(no subject)

Oct 14, 2005 00:10

my mother has to go back and have another ct scan in five weeks, and continuous bloodwork (which is a pain for her because all of her veins have collapsed; they had to put a main line in (her neck) in the hospital and thats where everything will come from from now on). the pathology report came back okay but guarded... but for today there is reason to celebrate. even the best case scenario (absolutely no cancer and perfect regrowth of the liver) still leaves a long recovery, and she is feeling it. but! there is reason to celebrate because her liver isnt riddled with cancer. i Still feel a sense of unease about it all; i still think there is something else wrong, or that in six weeks they are going to say those iffy numbers are now indicating full blown cancer. but! i know there is nothing i can do about that and all i can do is love my mother. and i do. very much.
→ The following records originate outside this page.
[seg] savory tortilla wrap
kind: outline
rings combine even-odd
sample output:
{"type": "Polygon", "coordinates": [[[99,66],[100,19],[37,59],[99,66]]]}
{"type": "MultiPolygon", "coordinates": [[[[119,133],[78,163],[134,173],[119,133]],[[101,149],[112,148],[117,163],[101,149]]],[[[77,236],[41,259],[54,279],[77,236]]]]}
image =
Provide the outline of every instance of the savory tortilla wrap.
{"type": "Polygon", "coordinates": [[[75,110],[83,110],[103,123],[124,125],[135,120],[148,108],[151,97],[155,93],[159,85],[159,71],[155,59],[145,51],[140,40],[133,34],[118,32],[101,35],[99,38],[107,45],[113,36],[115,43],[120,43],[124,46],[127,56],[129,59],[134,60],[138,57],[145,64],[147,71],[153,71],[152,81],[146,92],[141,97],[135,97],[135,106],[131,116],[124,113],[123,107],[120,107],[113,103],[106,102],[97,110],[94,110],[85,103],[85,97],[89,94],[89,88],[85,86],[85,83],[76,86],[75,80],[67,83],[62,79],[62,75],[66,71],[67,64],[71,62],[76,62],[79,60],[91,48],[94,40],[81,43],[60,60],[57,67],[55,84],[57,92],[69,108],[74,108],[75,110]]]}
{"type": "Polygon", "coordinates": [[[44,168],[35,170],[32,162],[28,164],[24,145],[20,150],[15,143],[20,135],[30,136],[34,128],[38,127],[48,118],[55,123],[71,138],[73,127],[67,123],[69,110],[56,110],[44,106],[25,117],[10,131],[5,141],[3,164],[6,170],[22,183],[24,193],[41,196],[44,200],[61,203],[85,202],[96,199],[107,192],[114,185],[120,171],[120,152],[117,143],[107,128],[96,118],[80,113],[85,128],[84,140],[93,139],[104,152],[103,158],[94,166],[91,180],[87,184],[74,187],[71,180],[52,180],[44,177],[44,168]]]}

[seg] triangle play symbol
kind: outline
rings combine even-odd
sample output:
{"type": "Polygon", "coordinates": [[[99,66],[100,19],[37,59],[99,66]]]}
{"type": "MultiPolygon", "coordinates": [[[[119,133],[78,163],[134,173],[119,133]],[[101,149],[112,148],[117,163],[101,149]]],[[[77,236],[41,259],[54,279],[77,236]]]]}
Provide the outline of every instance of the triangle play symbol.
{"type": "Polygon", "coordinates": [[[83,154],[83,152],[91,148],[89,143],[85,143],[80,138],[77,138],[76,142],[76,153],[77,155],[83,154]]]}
matthew & noah are sleeping quite peacefully. i stayed up to take a shower, because it will be too hard to get one in the morning. (i am just too sleepy in the morning these days!) i want to start another painting, but know if i do i will be up all night. and really, i cant afford to even think about doing that right now.

i saw God today in the warm sunshine that fell through our bedroom curtains.

&, this is the day, one year ago, that i saw two pink lines on a pregnancy test. and now, noah lee is four months old.

happy four months, noah! i cant imagine life without you.



mr. blue eyes!



he loves his little jitterbug.



longies!! and check out that double chin!!